Ferrer vs. Fish:  A tribute to his improved fitness, the American’s unexpected victory over Del Potro edged him within one win of becoming his nation’s top-ranked man for the first time in his career.  On a humid Miami morning, Fish moved fluidly through the thick air and stayed in rallies longer than he could have a year ago.  Delivering crucial free points for him was his versatile first serve, which struck all four corners of the box.  In order to stifle one of the ATP’s finest returners, Fish will need that shot to prevent Ferrer from sinking his teeth into too many rallies.  Armed with balanced, consistent groundstrokes from both wings, the world #6 will outmaneuver and outlast the American once extended exchanges develop.  Even the less trim version of Fish has troubled Ferrer in the past, however, defeating him at the 2007 Australian Open and winning sets from him on earlier occasions.  Despite not intersecting for more than three years, these two veterans still possess essentially the same weapons that they have in the past, although both have honed those weapons in the intervening time.  Buoyed by the home crowd as well as the stirring victory over Del Potro, Fish should test Ferrer much more vigorously than his previous, less powerful opponents.  Among the most intriguing elements of the match is the potential duel between the Spaniard’s inside-out forehand and the American’s down-the-line backhand, two of their most reliable strokes.  If Fish can track down the former shot with sufficient time to redirect him, he could fluster Ferrer by transitioning into offense from a neutral position.  Although he will cast himself as the counterpuncher for most of the match, meanwhile, the Spaniard should not neglect the opportunity to finish points when he can.  Opponents cannot permit a player infused with as much momentum as Fish to constantly dictate rallies, for he may well strike his targets once too often. 

Anderson vs.
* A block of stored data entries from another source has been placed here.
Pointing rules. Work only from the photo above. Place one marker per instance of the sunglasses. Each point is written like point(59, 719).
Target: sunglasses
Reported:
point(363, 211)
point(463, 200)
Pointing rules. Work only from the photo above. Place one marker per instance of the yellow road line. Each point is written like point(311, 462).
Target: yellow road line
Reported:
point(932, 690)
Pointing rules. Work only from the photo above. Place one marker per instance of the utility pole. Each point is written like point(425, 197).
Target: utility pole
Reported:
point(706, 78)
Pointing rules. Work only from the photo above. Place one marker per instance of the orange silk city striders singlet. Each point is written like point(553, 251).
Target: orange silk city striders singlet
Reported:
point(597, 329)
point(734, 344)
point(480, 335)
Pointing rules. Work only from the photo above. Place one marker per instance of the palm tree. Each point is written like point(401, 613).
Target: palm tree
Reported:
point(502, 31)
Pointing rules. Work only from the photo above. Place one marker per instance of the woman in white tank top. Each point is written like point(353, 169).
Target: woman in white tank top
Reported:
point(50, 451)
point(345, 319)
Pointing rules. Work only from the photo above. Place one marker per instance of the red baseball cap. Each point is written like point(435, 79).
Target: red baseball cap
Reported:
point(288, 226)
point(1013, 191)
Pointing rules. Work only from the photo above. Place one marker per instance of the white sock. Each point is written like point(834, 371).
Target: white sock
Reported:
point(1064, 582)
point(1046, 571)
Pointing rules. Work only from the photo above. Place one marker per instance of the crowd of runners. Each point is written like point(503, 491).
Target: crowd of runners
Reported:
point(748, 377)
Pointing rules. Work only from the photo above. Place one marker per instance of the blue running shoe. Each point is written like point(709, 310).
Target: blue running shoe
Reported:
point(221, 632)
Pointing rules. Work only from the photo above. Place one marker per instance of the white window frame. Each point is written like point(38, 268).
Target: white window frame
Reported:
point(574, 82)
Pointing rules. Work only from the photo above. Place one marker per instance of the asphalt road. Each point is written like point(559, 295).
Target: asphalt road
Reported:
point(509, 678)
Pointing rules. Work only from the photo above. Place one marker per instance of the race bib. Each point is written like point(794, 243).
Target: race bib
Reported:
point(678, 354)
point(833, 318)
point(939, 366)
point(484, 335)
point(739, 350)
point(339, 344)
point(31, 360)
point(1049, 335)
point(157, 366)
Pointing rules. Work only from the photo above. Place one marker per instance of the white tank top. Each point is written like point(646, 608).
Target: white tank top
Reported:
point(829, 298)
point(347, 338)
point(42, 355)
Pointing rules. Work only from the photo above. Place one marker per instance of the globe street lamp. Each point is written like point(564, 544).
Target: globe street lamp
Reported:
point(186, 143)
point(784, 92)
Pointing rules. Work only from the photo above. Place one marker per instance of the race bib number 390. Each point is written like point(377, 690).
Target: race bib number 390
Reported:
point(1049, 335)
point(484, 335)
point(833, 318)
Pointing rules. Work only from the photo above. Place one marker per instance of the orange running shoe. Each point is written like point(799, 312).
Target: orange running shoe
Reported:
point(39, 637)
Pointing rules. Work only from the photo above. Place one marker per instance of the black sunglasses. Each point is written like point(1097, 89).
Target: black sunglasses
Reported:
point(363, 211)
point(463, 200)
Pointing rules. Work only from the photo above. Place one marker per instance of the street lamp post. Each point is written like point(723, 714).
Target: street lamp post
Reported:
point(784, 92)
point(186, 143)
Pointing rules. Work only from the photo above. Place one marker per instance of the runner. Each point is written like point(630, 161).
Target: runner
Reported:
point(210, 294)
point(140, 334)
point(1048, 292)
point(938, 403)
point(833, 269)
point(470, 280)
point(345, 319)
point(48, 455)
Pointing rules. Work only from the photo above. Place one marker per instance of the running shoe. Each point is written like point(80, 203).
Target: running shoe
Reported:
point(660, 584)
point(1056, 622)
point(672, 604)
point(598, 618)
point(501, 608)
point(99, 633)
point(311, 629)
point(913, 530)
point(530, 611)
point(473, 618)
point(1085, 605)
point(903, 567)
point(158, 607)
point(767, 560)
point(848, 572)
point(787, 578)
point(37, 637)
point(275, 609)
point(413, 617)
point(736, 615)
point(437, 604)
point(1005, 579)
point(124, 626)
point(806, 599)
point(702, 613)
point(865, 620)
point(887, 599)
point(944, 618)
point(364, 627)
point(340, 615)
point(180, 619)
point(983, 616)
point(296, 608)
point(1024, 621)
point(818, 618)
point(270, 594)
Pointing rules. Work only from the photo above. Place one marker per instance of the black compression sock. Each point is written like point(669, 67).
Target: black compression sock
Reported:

Djokovic:  Having doled out various types of pastries from a fully functioning bakery over the past few weeks, the last remaining undefeated player in 2011 has broken opponents more often than they have held while not dropping his own serve throughout the tournament so far.  Such a recipe results in a championship more often than not, but Djokovic first must blunt the serving might of a relatively unheralded ATP giant.  Capitalizing upon a vacuum in his section of the draw, Anderson has navigated through an area once populated by Murray and Verdasco.  A champion in Johannesburg earlier this season, he complements his serve with a creditable inside-in forehand and serviceable touch at the net.  Beyond his massive delivery, however, Anderson will find his offensive potential thoroughly contained by the Serb’s lithe movement and explosive counterpunching.  Moreover, once Djokovic takes command of a rally, the South African probably cannot recover from a defensive position because his gangly limbs will hamper his movement.  Likely to hold serve more regularly than most of the second seed’s previous victims, Anderson must hope to stay within range early and hope that his opponent grows frustrated by his inability to dominate as comprehensively as in the resounding triumphs to which he has become accustomed.  Considering Djokovic’s current confidence in every element of his game, however, such a hope looks slim indeed.